Message: 1. Brief code analysis: Simple personal website HTML with header, navigation menu, main content, and footer. Contains social links, brief bio, and contact information. 2. Constraints met: - [MUST] Copyright year is 2025 - [MUST] Twitter profile links to @thorstenball - Register Spill menu item is marked with <mark>new!</mark> - Has photo (avatar.jpg) 3. Constraints not met: - Does not mention anything about phone calls (only email contact is provided) 4. Final score: All must-have constraints are met, plus 3 out of 4 nice-to-have constraints. Score: 4

Down to 4 out of 5. Now, what if we make this a [MUST] and add another, say, arbitrary constraint?

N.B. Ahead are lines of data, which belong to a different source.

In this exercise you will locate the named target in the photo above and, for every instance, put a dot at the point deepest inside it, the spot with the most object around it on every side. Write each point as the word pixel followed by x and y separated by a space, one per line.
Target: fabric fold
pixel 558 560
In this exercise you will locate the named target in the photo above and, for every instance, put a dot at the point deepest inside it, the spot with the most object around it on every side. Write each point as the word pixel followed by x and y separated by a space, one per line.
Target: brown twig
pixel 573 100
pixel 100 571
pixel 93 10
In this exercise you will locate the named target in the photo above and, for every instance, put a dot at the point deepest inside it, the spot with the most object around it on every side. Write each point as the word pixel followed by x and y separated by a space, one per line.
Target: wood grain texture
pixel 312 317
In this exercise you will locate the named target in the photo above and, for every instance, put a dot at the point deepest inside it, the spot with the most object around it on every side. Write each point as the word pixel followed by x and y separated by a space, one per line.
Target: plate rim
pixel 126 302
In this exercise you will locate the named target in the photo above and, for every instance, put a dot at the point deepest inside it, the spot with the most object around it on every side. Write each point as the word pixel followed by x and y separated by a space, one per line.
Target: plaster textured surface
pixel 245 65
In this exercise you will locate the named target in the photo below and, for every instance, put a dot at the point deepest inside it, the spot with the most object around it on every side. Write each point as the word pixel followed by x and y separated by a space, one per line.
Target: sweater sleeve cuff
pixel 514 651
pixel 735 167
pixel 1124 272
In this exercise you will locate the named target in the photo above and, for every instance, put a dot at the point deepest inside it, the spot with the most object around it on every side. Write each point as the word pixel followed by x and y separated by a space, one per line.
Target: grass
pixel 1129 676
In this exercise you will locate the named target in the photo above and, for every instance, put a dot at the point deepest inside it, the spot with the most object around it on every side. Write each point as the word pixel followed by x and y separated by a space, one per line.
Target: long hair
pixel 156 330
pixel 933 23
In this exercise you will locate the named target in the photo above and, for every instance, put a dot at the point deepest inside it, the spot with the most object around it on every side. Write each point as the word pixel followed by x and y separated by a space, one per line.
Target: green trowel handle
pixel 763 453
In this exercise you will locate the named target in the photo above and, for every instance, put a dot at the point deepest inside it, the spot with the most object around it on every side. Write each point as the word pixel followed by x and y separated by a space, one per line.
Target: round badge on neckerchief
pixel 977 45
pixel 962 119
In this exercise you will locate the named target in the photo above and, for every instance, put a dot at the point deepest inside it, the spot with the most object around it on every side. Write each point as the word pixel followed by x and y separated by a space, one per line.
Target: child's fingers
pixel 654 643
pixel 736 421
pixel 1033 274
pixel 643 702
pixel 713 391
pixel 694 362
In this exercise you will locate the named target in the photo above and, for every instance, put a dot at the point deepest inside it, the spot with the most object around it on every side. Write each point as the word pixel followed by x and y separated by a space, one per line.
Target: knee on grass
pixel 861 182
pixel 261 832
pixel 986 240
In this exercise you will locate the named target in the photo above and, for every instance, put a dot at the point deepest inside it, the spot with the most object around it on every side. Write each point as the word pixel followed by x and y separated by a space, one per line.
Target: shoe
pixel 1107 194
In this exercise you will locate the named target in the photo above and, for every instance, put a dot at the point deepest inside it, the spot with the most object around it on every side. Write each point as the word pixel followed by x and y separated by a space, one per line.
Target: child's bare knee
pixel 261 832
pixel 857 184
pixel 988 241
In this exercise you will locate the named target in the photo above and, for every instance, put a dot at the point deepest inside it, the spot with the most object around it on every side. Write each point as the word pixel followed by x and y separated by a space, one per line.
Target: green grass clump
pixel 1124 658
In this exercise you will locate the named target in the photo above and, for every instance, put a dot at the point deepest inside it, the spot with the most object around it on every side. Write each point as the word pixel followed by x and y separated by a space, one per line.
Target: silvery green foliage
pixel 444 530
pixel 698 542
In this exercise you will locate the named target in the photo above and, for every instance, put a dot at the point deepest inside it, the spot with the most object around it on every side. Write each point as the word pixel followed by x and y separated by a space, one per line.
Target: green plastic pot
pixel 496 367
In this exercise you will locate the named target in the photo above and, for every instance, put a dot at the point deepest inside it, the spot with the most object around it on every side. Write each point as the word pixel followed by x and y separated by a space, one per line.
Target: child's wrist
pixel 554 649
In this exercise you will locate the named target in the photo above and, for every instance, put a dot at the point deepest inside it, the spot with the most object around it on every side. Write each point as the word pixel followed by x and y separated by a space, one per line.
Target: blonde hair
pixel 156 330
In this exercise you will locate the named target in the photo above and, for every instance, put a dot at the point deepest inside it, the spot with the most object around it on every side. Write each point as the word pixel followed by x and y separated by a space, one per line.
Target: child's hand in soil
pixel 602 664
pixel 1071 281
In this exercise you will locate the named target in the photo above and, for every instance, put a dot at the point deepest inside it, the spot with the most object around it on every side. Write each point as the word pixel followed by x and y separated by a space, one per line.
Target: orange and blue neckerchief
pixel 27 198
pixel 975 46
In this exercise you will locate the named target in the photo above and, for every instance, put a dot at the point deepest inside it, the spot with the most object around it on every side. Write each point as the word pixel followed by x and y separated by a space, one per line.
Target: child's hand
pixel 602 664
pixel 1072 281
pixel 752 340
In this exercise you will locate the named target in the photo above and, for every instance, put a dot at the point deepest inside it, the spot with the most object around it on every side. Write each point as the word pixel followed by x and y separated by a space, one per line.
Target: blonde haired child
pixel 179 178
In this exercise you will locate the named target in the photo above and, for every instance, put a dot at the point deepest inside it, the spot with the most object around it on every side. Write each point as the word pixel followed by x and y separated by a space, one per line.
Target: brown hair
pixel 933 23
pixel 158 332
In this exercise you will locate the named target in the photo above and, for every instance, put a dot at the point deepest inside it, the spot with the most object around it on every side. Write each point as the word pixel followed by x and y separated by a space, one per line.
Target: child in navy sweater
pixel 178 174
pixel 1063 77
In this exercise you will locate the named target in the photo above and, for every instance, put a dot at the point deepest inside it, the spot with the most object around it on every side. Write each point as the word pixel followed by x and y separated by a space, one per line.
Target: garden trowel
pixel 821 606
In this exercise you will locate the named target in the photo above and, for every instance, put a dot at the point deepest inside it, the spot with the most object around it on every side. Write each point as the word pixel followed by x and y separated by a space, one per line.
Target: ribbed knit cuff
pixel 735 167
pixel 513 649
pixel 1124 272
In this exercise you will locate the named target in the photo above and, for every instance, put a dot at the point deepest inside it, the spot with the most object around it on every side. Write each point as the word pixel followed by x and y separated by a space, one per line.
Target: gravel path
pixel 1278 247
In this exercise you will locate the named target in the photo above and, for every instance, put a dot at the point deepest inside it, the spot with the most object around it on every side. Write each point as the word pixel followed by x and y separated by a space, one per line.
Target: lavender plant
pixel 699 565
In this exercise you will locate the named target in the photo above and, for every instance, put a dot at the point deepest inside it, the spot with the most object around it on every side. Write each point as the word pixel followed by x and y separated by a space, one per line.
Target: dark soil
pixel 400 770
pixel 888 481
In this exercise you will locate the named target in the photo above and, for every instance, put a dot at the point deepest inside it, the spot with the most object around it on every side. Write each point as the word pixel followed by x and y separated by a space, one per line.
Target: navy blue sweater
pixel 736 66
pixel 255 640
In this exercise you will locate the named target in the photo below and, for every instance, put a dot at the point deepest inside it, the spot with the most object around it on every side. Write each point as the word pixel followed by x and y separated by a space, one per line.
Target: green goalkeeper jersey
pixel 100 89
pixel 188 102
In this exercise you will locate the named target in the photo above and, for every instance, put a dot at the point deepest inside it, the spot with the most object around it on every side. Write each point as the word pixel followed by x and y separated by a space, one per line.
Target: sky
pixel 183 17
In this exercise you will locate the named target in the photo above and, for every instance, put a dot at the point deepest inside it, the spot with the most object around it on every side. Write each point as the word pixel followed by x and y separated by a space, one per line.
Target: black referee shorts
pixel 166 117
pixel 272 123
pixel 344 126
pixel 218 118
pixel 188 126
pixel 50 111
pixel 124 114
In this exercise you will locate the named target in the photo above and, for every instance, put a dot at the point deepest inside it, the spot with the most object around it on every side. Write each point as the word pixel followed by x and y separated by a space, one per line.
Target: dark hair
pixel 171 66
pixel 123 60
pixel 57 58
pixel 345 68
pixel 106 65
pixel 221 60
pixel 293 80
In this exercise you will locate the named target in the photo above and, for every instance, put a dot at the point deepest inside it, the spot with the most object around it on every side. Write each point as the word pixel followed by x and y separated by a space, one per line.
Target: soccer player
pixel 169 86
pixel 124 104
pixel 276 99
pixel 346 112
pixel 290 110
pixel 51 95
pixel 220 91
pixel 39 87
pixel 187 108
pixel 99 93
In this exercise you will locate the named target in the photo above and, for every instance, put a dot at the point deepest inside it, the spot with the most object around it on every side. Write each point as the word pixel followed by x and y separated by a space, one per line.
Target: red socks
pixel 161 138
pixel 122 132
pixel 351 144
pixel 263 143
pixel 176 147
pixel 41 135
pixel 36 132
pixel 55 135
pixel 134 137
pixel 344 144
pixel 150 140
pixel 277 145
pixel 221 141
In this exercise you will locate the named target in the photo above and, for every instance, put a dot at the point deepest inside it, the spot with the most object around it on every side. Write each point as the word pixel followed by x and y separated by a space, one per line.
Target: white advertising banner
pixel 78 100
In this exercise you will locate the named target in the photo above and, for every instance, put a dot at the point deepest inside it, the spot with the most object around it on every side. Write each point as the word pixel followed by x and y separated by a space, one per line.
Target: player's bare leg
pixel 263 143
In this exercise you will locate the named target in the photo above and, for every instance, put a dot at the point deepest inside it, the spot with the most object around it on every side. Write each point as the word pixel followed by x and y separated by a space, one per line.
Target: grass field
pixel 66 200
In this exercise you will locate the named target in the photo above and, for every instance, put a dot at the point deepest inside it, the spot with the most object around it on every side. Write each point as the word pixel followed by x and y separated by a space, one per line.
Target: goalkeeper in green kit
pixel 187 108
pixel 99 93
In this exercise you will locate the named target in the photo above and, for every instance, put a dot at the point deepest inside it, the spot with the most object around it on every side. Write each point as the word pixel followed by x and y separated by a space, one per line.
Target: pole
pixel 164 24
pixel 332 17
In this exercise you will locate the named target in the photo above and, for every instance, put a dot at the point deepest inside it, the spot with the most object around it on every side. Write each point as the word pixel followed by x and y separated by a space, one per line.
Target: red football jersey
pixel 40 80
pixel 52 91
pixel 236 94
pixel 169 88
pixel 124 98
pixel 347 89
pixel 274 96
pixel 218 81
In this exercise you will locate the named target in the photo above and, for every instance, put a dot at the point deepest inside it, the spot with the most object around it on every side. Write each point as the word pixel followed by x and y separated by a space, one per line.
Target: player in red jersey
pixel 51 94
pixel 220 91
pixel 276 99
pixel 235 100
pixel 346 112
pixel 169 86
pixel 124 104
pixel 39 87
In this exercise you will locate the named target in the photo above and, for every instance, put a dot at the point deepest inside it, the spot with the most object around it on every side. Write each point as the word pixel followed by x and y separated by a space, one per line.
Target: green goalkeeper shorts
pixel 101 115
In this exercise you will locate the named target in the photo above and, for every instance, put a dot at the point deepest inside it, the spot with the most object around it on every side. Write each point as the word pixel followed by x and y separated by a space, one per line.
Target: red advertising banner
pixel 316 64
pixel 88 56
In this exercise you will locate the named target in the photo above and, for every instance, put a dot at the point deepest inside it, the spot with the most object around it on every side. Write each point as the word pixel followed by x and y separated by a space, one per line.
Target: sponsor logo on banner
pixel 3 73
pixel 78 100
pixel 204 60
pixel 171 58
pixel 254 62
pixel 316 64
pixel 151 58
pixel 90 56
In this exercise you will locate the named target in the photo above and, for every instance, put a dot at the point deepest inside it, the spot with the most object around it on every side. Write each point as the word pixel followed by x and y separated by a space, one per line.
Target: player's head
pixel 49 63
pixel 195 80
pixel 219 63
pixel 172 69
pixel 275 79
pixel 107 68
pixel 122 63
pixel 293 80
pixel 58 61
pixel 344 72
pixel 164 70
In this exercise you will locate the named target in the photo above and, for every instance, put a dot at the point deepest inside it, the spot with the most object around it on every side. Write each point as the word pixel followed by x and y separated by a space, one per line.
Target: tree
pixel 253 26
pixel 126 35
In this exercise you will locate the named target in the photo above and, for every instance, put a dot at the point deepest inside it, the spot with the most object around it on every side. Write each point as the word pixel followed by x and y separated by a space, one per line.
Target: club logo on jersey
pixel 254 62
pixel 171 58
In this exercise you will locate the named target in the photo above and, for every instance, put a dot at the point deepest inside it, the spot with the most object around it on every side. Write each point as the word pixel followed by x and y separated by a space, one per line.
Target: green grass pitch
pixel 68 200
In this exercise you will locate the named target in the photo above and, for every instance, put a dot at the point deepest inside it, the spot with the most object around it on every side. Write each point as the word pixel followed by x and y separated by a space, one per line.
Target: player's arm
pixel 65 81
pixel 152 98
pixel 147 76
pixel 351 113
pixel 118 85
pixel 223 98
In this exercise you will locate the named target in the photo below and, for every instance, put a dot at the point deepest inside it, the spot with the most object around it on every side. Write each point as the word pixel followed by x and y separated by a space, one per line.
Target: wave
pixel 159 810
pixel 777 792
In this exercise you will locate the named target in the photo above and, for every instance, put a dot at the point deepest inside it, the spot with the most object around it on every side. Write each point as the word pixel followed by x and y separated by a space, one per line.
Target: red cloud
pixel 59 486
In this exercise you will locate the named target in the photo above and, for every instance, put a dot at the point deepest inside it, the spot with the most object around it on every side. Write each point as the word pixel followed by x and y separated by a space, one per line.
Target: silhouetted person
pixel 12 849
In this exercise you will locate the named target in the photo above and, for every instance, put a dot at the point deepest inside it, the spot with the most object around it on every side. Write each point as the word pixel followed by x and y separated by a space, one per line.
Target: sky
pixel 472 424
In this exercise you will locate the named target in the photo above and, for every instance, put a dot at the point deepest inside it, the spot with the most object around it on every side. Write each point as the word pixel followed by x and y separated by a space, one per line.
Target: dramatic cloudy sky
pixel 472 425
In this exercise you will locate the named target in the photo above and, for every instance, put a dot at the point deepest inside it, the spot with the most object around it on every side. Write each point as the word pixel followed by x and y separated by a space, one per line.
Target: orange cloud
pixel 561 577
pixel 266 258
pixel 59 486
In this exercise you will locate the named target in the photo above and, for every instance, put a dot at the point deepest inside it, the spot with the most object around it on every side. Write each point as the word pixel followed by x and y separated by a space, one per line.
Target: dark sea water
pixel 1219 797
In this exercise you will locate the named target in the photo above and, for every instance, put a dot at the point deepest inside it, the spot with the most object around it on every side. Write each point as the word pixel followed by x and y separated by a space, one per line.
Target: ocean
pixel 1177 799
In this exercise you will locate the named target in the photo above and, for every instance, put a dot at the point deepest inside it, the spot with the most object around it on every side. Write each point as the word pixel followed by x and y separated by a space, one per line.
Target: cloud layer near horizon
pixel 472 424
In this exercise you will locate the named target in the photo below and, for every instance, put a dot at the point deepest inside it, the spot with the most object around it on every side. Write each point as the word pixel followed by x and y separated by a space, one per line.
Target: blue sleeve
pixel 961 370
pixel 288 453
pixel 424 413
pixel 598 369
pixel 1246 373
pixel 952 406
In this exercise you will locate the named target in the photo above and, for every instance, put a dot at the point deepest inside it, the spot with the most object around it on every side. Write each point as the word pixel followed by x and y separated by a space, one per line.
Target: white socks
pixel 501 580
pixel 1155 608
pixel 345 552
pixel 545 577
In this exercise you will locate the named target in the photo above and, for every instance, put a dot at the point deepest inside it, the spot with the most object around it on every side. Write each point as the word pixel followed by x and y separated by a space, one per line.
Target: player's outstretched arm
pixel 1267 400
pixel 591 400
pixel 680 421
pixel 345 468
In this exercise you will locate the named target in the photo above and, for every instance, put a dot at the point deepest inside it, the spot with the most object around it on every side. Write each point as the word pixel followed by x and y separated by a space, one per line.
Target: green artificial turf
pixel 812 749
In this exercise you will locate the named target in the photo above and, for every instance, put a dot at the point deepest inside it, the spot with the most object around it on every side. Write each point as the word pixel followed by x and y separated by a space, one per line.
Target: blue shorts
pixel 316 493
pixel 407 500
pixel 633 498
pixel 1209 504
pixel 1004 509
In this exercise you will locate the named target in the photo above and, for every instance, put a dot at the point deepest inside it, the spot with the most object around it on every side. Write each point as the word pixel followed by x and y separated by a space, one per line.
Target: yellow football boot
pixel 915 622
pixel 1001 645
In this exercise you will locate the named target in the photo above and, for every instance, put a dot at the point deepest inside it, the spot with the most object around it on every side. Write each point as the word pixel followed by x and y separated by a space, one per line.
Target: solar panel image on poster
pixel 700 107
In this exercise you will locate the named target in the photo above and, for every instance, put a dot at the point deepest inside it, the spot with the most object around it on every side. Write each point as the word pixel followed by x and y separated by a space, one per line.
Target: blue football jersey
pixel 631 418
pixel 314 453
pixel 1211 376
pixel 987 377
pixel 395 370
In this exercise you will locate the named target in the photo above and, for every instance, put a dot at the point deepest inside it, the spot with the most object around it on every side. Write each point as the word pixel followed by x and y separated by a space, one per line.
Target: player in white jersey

// src/main.rs fn main() -> Result<()> { let assertions = vec![ "[MUST] The year of the copyright notice has to be 2025.", "[MUST] The link to the Twitter profile has to be to @thorstenball", "Menu item linking to Register Spill must be marked as new", "Has photo of Thorsten", // New "[MUST] Should mention that Thorsten is happy to receive phone calls", "It should have hidden text in the HTML comments", ]; // [...] }

He must be happy to receive phone calls and… hidden text?

Claude’s judgment:

Message: 1. Brief code analysis: Simple personal website HTML with header, navigation menu, main content, and footer. Contains personal info, social links, and contact details. 2. Constraints met: - Copyright year is 2025 - Twitter profile links to @thorstenball - Register Spill menu item is marked with "new!" - Has photo (avatar.jpg) - Contains hidden HTML comments 3. Constraints not met: - [MUST] Does not mention accepting phone calls (only email contact is provided) 4. Final score: Code meets 2 out of 3 must-have constraints, and 3 out of 3 nice-to-have constraints. Since one must-have constraint is missing, the score must be 1. Score: 1

Harsh.

Harsh, but marvelous, isn’t it?

I’ve used LLMs-as-Judges quite a bit in the past few weeks at work and seeing LLMs work like that, be reliable like that, be a fuzzy-to-non-fuzzy adapter — it made me reconsider what I thought LLMs were useful for.

Reliable? Yes. The temperature is 0 and even if I ask Claude ten times, it will very likely produce the same thing, as long as all inputs stay the same:

$ cargo build $ for i in $(seq 1 10); do ./target/debug/code-judge; done Score: 1 Score: 1 Score: 1 Score: 1 Score: 1 Score: 1 Score: 1 Score: 1 Score: 1 Score: 1

That’s more reliable than most integration tests I’ve seen.

Seeing LLMs work like that made me think of all the questions I had in the past about data, about code, about text, that were very hard to answer in code but so easy to express in prose: does this page show the sign-in button? does this function call that one? is that thing hidden and that one extended? is this documented? is there commented-out code in here?

And then it hit me: maybe I don’t need to express them in code anymore.